野田首相は11日、多くの国民の不安と反対の声を押し切って「TPP交渉参加にむけて関係国との協議に入る」との表明を行いました。野田首相の態度表明を待っていたのは、自国の利益拡大を歓迎するアメリカであり「例外なしの自由化」との協議内容でした。TPPの内容が明らかになる中で国民の怒りは一層広がっています。

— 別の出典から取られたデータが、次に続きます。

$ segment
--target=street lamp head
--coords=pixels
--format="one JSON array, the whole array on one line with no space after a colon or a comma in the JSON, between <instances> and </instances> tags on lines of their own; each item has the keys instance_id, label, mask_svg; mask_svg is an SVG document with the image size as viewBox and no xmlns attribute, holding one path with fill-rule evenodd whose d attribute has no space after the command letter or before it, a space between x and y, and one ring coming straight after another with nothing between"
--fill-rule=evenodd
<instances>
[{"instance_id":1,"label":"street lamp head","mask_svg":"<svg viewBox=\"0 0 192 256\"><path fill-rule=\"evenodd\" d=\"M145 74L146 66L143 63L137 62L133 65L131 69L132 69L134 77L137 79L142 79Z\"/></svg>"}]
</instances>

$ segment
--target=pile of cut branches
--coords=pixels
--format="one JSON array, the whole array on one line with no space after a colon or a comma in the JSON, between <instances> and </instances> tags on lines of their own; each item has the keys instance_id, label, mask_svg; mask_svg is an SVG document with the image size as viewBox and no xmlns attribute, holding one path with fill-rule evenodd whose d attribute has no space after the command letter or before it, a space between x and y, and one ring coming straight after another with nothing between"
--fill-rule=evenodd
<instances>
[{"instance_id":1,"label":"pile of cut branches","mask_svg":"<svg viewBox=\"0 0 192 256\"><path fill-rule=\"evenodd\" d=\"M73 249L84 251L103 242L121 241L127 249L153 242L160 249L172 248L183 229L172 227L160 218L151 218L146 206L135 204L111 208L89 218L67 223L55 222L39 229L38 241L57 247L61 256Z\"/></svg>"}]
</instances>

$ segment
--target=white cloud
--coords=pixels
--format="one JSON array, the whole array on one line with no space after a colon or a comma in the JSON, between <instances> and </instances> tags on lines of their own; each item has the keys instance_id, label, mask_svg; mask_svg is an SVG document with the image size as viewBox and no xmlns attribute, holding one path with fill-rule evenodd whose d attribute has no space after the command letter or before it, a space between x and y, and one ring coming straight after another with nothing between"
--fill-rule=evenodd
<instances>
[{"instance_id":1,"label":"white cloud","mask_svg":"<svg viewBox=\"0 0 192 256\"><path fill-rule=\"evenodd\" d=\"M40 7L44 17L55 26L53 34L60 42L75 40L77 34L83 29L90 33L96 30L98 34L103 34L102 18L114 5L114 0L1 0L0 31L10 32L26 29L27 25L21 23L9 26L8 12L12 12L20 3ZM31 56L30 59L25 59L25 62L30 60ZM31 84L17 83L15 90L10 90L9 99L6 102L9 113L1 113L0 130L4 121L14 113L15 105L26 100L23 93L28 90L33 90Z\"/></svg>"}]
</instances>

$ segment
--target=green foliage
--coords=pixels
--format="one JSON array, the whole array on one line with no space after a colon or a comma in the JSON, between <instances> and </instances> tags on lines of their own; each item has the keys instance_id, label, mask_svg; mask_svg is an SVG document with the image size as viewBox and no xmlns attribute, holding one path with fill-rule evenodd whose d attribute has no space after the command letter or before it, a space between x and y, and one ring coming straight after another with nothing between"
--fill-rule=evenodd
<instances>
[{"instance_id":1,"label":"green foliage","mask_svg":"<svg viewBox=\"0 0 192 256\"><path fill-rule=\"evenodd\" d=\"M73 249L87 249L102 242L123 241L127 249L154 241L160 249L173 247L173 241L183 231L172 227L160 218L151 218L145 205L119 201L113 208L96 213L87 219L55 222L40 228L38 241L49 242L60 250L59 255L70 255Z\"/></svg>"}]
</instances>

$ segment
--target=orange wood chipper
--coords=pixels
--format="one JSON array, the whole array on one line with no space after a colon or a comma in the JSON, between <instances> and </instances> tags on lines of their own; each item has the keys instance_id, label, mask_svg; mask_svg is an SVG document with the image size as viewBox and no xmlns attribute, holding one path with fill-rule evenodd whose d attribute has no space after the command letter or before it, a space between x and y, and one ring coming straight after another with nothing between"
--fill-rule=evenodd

 全国知事会は態度発表の当日、先程知事がおっしゃいましたが、会長名で「問題がある」との「コメント」を発表しました。そもそも知事会は、10月19日に「TPP協定交渉に関する緊急要請」を政府に提出し、「十分な情報提供と国民的議論の必要性」「農林水産業の再生・強化に向けた具体的かつ体系的な対策の必要性」を指摘し、「総合的な検討を行い、国民合意を得た上で、判断すること」を求めていましたが、十分な回答がされなかったため「今回の方針決定の表明に問題がある」とコメントしたのです。
知事、国民の反対の世論と運動に耳を貸さず、知事会の要請にもまともに答えなかった政府のTPP参加表明に厳しく抗議し、撤回を求めるべきではなかったのですか。いかがですか。
【知事】TPP問題についてでありますが、私どもはいまご指摘がありましたように全国知事会としても、しっかりとした情報提供、そして対策、さらには慎重な対応ということを三本柱として、これは民主党の各関係大臣に申し入れたところであります。
残念ながら、そうした中での今回の話でありますけれども、そうした、いろいろないきさつの中で、交渉参加ということではなくて、交渉参加に向けて関係国との事前協議という、極めて曖昧な形で話が進んでおります。従いまして、私どもはこれはちょっと問題ではないか、しっかりとした情報提供をしなさい、それから、農林業等の対策を示しなさいということを申し入れて、慎重対応を言っているわけでありますので、まさにその筋でこれからも国に対して強く要請していきたいと考えております。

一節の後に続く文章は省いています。